Mr Farrell, the DLP's lead candidate on the ticket, said right-to-life was a key issue for the party.
"We support life always. We want to give more relief to women in crisis with unplanned pregnancies, including counselling for women who had abortions who suffer grief from that," he said.
"We believe doctors should have a right to a conscience."
The DLP will seek to amend Section 8 of the Abortion Law Reform Act, the provision which ensures doctors who have an objection to abortion must complete an abortion or refer patients to another practitioner.
Mr Farrell said it made him sick that pregnant women could be tested for Down Syndrome and other illnesses and then aborted.
"They're just hunting down one class of human and we believe that's wrong," he said.
"I've been through this process where they tried to con me my child had issues and my child's fine.
"They're drafting people through the abortion cycle."
Victorian Greens Leader Greg Barber said Labor had abandoned its values.
"Labor wants to beat the Liberal Party but destroy the Greens and they're willing to walk away from the values of their own voters in who they preference," he said.
He said he believed Mr Farrell was about a 40 per cent chance to win the seat over the Greens' lead candidate Lloyd Davies.
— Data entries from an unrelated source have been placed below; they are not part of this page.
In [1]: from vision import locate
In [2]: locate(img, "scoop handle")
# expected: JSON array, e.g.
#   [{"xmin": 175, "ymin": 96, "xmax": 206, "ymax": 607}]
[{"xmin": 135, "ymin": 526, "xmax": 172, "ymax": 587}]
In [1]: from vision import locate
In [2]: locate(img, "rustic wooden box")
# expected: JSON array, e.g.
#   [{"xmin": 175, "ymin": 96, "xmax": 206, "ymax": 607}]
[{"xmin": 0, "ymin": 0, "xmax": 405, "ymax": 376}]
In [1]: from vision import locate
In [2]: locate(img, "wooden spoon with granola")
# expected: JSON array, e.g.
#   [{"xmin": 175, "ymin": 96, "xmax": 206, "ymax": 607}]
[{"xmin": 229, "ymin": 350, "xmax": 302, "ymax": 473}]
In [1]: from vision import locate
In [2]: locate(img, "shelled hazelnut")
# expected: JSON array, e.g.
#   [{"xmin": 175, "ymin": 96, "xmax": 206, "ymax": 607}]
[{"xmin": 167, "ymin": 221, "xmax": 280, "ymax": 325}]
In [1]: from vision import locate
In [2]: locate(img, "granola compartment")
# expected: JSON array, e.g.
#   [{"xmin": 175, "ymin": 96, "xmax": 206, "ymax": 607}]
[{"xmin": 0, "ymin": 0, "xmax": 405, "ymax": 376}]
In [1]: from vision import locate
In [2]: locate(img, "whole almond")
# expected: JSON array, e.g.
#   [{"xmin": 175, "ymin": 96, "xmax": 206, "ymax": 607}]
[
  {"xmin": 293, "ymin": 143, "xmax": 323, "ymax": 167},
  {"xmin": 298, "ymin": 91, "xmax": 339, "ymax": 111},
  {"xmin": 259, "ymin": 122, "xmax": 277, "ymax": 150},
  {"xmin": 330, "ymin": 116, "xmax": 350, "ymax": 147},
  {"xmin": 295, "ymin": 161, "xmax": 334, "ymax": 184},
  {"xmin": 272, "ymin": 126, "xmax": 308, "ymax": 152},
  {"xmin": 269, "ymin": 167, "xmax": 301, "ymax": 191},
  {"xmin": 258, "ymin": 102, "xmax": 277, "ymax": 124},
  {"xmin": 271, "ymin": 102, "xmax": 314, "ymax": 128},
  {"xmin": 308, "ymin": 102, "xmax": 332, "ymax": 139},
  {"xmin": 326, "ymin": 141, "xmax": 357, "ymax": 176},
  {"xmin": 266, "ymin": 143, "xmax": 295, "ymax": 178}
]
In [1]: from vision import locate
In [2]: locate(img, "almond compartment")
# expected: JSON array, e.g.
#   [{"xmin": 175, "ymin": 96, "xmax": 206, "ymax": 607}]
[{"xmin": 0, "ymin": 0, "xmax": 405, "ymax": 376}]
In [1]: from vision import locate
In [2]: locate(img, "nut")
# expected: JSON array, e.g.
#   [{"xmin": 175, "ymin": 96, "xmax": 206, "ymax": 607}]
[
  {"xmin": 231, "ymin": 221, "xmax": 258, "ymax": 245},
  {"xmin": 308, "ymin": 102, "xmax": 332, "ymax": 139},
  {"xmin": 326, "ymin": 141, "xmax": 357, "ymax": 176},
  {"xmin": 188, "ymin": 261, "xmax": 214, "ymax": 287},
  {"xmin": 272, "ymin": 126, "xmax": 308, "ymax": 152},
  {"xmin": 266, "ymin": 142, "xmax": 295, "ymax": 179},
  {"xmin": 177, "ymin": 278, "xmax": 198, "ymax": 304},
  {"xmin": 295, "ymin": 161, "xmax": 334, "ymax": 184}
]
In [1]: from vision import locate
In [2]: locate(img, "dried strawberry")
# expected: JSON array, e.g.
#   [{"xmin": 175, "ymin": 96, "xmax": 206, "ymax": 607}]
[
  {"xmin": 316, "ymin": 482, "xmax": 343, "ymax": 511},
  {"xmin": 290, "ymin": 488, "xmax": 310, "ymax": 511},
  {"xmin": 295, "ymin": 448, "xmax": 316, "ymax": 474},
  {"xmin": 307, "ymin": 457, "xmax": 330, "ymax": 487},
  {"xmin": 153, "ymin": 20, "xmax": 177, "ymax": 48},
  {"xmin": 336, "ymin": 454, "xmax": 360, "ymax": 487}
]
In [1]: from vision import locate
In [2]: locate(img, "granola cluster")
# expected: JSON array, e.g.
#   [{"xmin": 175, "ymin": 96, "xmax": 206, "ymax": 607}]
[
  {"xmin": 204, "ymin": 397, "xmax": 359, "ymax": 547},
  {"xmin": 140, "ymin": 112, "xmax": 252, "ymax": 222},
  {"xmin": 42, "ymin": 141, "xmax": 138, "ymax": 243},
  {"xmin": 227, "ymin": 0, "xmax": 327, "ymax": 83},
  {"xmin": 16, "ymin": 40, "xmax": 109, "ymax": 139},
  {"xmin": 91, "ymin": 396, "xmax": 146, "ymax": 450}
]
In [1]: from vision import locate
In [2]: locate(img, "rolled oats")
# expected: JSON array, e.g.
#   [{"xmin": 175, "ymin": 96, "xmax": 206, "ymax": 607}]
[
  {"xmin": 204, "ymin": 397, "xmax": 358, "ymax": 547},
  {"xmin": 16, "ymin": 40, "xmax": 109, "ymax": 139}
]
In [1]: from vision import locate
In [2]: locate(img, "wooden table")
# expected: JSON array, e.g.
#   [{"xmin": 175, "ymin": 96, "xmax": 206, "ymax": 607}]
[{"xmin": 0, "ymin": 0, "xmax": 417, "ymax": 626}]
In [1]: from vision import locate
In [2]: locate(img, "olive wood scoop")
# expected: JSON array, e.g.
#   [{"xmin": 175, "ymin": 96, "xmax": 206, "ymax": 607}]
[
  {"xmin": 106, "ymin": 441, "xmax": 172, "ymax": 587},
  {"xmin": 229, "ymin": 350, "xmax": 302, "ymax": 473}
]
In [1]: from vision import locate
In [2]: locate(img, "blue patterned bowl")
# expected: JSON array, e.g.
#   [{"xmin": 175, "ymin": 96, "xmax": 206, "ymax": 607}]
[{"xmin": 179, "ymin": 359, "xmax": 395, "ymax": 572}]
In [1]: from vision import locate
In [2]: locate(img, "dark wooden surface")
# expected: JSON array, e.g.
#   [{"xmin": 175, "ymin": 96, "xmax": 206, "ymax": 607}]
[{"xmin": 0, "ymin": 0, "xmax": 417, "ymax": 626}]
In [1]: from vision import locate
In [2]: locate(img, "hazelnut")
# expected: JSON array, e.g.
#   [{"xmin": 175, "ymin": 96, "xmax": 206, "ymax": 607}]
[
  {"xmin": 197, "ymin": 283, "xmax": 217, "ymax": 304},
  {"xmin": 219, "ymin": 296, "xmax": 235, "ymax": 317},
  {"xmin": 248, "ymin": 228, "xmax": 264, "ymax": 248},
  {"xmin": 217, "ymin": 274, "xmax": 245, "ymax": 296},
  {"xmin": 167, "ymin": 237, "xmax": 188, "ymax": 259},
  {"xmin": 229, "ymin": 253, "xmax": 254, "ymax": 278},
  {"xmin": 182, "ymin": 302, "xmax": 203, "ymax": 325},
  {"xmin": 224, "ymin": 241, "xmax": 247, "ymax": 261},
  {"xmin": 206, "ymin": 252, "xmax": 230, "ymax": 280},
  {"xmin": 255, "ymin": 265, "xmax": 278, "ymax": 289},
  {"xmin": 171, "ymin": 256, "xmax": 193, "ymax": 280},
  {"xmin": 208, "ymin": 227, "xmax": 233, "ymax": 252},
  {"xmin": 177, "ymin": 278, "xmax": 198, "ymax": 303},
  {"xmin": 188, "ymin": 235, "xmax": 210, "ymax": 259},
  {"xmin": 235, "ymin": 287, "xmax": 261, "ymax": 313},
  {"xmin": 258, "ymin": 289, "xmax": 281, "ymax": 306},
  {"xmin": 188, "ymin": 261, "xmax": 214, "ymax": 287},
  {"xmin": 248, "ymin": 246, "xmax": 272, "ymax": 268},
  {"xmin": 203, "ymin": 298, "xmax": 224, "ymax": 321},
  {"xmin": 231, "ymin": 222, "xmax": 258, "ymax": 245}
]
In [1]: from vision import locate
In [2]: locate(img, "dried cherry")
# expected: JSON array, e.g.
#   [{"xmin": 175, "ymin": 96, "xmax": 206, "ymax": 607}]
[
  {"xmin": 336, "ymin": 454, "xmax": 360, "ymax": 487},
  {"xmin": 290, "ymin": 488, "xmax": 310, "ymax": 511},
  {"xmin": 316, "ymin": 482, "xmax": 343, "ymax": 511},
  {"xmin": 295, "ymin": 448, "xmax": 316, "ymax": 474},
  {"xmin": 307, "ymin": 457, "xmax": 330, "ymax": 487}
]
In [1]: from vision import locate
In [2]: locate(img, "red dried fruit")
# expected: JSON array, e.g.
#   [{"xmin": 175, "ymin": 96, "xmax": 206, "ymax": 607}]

At the 2006 election, the DLP's Peter Kavanagh was elected to Western Victoria despite winning only 2.5 per cent of the primary vote.
"We already had the debate on abortion law reform in a previous parliament and I can tell you Mr Farrell will spend the next year talking about it and negotiating to get his private member's bill voted on," Mr Barber said.
The Mail-Times contacted the Labor Party for comment.
Mr Farrell said he decided to enter politics after he found the government had placed a mining excavation licence on his property.
"The first I knew about it was when I intercepted a surveyor on my property," he said.
"This is the way they treat farmers, this is the way they treat the common man."
Mr Farrell said encouraging more people to play sport was another key issue for his party.
He said he planned to lobby the government to pay for amateur sport insurance to reduce fees.
"If the government was to cover that it would reduce roughly half the cost which would make it easier for parents to pay their sporting dues," he said.
Mr Farrell said if elected he would also fight for an independent agronomy hotline for farmers and reintroduce the Victorian Sports Grass Institute to help country golf and bowling clubs.